TEHRAN (defapress) – African Americans make up a higher percentage of the novel coronavirus victims in the US as the death toll climbs, new data shows.
News ID: 80740
Publish Date: 07April 2020 - 12:30
In Chicago, 72% of the people who have died from Covid-19 are black, though they make up 30% of the population, officials said.
"This new data offers a deeply concerning glimpse into the spread of Covid-19 and is a stark reminder of the deep-seated issues which have long created disparate health impacts in communities across Chicago," said Mayor Lori Lightfoot, CNN reported.
The Lawyers' Committee for Civil Rights Under Law on Monday called for the federal government to release racial and ethnic data relating to the pandemic. The group says it wants to "ensure that communities of color receive equitable health care and treatment during this crisis."
In Louisiana, where 32% of the population is African American, those residents account for about 70% of coronavirus deaths.
"We're going to try to figure out what that is attributable to and what we can do about that is as quickly as possible," Gov. John Bel Edwards said.

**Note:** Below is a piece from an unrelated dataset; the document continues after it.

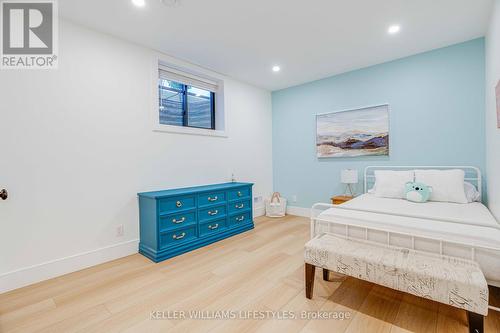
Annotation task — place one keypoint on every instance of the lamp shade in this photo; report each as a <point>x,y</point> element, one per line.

The state plans to release more detailed data on the coronavirus deaths in terms of ethnicity and underlying conditions as the information becomes available.
In Michigan, African Americans are 14% of the state's population and represent about 40% of the deaths. Many of the cases are in Detroit, where four out of five residents are black.
New Jersey Gov. Phil Murphy said his health officials will begin to study the racial makeup of Covid-19 patients. Preliminary data indicates 12% are black, but the race of 45% of the patients is unknown.
In just six weeks, the US death toll from coronavirus went from zero to more than 10,000.
That grim milestone was reached Monday, shortly after officials warned this will be the toughest week yet in the pandemic.
Michigan hospitals are three to six days away from running out of critical supplies, the governor said.
Mortuaries in New Orleans are already out of space, and the mayor said she needs help getting more refrigeration.
And New York, New Jersey and Detroit will see peaks in hospitalizations and deaths this week, a US Health and Human Services assistant secretary said.
Other US cities will experience their own peaks in the coming weeks, Dr. Brett Giroir told NBC's "Today" show. He said the peaks reflect infections that occurred two or three weeks ago.
"We may be seeing the worst upon us right now in terms of outcomes," Giroir said.
Nationwide, the virus has infected more than 367,000 people and killed more than 10,900, according to data compiled by Johns Hopkins University.
Yet there are also signs of progress. More Americans are finding creative ways to help. And in the US epicenter of coronavirus, New York City, the worst of the pandemic might be over soon.
New York, reported the number of deaths is not rising as sharply as it has been.
The total death toll there reached 4,758 on Monday, up from 4,159 on Sunday.